The Exorcism of Molly Hartley
DVD
Directed by Steven R. Monroe
Written by Matt Venne
Starring Sarah Lind, Devon Sawa, Gina Holden
NR
96 mins
2015
I admit, when I first saw that this movie was a thing, I was surprised. The end of its predecessor--The Haunting of Molly Hartley--seemed rather conclusive, with just a little bit of spin. It didn't seem like quite enough to hang a sequel on, but apparently someone thought it did, and that means "The Exorcism of Molly Hartley" is now a thing.
"The Exorcism of Molly Hartley" follows Molly, now an adult, and still toting around the evil spirit she had at the end of the previous title. This was a particularly potent breed of spirit, sufficiently intelligent to mask the fact that it was even there in the first place. Following its booze-addled, drug-fueled rampage that made Molly bring home a guy and a girl on her 24th birthday and leave both dead in a bathtub, Molly is sent off to the Clovesdale Institute, a mental asylum packed with the mentally disordered of a variety of levels. That makes it a danger to the entire world, and now, one priest is all that stands between Molly, and the rest of the world, and a horror beyond imagination.
I'd call it slow-paced, because it takes a good long while to really set anything up, but it actually does use its pacing pretty well to set things up. It spends a lot of time in setup, and I mean a LOT--better than a third of the movie goes by before anything's really established about why Molly's clearly planned to get herself locked up in mentalhouse stir, so to speak.

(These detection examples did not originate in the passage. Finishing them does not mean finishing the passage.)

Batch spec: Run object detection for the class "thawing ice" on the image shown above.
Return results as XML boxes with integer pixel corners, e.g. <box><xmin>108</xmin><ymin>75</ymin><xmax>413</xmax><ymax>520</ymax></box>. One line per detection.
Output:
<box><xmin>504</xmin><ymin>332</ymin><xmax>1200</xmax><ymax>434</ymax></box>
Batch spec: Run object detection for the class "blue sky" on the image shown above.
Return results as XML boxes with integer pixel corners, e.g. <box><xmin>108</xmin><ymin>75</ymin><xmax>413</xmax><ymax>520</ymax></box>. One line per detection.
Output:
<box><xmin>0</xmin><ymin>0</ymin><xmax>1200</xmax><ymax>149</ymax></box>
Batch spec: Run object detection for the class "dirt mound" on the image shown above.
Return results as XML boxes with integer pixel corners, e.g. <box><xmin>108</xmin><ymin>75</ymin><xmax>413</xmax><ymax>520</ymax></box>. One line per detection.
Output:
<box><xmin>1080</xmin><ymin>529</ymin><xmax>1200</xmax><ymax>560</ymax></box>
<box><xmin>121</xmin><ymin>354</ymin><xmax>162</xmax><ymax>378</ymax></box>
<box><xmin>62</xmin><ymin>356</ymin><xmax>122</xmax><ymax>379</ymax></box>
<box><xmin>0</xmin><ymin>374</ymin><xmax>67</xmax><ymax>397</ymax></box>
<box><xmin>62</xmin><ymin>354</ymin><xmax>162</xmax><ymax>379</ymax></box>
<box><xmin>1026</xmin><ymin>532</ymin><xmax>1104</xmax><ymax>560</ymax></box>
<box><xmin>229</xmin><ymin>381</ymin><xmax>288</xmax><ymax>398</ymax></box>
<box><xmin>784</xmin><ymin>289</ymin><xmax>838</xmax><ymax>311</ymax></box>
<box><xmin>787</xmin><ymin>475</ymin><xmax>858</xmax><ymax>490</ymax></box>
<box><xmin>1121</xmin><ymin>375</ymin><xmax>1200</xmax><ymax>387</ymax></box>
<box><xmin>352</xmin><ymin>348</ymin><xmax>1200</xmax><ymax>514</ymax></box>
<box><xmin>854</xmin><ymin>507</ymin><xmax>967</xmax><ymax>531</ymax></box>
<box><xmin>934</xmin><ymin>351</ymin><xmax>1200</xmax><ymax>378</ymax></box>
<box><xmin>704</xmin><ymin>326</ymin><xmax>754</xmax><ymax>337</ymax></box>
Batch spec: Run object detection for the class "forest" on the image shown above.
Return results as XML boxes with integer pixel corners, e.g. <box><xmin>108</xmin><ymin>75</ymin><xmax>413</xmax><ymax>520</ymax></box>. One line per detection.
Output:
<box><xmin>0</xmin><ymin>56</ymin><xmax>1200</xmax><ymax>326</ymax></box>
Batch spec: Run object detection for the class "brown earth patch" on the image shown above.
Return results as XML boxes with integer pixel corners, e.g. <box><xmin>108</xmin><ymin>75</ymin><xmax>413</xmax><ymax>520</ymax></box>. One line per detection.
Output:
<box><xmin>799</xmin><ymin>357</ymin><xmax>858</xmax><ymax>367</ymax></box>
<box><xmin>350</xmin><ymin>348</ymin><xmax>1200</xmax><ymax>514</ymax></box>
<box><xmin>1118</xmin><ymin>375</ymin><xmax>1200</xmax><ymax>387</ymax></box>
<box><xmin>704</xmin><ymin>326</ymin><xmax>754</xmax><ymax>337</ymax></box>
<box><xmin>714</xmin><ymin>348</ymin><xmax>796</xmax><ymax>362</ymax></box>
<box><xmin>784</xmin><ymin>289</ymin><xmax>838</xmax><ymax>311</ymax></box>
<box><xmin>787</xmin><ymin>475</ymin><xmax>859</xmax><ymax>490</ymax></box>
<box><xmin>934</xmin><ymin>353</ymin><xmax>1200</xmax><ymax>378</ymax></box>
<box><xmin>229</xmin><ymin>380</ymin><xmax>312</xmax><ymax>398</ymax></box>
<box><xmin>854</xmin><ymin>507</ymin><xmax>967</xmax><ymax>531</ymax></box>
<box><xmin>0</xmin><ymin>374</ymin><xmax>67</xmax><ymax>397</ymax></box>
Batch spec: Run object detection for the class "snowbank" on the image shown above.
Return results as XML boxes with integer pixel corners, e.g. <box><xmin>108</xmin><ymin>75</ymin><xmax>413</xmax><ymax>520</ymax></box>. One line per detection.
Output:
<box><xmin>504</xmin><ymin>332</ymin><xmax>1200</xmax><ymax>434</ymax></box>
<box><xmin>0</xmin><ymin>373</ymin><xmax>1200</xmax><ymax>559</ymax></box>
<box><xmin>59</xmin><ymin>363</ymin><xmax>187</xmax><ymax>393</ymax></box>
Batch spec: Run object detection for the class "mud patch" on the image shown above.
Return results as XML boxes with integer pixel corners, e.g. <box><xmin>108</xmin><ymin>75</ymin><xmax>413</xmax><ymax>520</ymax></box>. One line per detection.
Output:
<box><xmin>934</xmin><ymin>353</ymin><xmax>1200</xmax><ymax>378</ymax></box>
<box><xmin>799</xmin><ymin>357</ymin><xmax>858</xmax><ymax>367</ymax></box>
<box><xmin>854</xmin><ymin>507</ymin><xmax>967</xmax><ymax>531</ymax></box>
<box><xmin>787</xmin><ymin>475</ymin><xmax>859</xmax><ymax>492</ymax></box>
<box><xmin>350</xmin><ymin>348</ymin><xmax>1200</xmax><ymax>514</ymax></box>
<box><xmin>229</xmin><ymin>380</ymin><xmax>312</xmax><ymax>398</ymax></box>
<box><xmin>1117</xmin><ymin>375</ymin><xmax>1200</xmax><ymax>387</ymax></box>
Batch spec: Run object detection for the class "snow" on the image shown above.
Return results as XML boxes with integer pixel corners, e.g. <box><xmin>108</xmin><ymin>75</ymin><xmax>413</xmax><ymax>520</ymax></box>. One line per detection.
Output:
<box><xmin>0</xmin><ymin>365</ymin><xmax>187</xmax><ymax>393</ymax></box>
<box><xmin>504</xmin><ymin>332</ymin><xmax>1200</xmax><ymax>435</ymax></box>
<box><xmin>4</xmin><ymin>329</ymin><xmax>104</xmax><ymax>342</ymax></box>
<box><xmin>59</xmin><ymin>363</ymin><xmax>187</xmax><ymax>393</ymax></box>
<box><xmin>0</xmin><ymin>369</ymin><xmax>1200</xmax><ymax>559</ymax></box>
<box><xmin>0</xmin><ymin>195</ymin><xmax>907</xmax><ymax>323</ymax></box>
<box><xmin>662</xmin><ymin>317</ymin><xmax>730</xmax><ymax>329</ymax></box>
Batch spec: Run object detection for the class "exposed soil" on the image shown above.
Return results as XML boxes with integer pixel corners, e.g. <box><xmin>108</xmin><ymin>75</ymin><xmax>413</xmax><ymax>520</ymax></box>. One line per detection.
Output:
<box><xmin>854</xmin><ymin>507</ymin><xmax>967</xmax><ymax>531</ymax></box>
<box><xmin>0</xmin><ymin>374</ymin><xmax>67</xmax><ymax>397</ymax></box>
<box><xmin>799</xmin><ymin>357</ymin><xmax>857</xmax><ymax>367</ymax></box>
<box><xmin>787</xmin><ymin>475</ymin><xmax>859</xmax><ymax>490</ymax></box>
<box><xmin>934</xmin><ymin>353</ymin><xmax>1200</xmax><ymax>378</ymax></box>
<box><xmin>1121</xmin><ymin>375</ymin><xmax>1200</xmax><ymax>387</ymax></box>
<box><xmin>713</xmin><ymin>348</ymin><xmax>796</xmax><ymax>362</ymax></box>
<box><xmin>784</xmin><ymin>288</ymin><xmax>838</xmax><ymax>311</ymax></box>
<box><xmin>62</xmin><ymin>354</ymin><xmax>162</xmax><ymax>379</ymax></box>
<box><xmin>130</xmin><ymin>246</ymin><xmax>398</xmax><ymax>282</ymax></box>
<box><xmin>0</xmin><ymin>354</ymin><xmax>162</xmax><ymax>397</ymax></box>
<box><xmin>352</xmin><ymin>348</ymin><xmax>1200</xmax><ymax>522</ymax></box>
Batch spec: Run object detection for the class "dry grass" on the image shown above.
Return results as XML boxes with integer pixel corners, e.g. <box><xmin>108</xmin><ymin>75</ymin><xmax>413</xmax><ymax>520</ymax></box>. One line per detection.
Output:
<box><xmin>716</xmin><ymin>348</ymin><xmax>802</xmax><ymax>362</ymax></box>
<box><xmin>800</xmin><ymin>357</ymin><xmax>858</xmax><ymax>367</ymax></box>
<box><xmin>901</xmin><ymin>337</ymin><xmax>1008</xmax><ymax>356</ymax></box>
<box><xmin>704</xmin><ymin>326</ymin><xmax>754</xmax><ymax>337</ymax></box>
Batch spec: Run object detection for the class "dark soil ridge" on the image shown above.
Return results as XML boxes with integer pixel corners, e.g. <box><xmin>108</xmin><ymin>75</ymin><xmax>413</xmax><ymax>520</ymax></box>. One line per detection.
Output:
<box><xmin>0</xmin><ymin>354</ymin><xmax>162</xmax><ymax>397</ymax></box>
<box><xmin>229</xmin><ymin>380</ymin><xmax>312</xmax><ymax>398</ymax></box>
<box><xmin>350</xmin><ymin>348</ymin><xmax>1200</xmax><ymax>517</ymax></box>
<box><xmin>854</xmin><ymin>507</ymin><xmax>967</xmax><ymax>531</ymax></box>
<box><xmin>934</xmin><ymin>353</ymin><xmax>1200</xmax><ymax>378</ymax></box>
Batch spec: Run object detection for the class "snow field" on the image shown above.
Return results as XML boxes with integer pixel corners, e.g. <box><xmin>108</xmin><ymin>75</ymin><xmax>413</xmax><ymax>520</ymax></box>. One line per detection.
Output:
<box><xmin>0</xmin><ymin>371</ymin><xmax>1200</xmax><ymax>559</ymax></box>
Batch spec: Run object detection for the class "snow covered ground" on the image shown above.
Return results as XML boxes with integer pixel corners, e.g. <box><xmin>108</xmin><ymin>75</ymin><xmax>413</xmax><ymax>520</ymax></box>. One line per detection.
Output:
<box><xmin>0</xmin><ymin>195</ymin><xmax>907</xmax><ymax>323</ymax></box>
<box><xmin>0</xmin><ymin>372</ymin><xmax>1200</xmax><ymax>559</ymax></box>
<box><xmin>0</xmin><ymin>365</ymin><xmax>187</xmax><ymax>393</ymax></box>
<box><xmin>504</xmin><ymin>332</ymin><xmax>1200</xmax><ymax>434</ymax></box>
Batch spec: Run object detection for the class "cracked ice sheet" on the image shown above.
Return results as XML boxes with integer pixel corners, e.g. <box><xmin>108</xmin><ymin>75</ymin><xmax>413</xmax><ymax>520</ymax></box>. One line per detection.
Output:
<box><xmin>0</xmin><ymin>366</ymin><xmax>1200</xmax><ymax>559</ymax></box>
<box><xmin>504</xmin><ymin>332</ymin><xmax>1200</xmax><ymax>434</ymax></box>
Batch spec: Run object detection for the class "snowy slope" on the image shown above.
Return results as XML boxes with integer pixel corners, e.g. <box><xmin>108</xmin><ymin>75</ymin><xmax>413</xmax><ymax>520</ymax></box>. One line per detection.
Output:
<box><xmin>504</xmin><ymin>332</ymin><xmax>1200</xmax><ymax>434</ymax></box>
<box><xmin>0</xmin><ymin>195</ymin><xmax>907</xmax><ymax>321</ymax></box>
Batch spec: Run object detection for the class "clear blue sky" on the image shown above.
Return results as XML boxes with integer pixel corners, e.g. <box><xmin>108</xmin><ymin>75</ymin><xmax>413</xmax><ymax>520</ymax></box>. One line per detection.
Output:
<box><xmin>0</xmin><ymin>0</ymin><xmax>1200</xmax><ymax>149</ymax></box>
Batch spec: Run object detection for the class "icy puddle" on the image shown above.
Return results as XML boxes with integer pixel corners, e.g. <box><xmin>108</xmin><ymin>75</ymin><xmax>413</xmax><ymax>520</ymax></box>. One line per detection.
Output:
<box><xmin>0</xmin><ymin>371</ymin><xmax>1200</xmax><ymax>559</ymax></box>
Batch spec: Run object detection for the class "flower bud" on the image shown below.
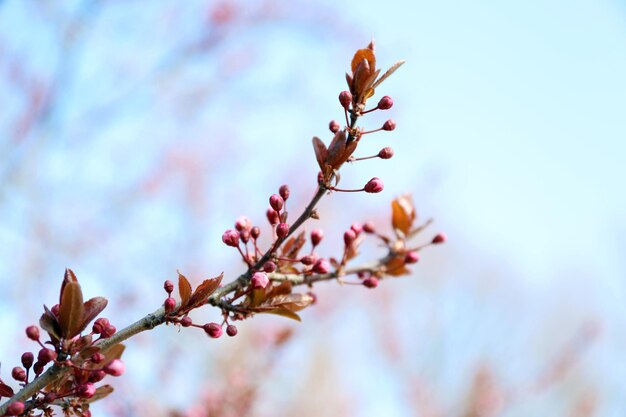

Though the pacing in the early going is slow, and it takes us most of the movie to find out why this is anything more than "Molly Hartley's Most Excellent Looney Bin Adventure", but when you do find out, it's actually kind of a shock. Though the twists aren't exactly out of left field, the movie will play its cards so close to the vest that it doesn't particularly matter how long it took. It's still pretty impressive in the meantime.
The ending features some fairly exciting twists that may be a smidge predictable. It's not out of line, though, given the plot as a whole, but you might not be as surprised by it as you'd hoped you'd be.
Special features include your choice of English, Spanish, or French subtitles, previews for "American Horror Story: Freakshow" and "The Pyramid", featurettes surrounding elements of the film like exorcism and the Clovesdale Institute, and a set of director diaries about the film itself.
All in all, I was surprised this movie ever existed to begin with. While its beginnings were a bit slow on the draw, it kept up quite well, and in a lot of ways surpassed its theatrically-released predecessor. That's rare, and that makes "The Exorcism of Molly Hartley" one worth checking out.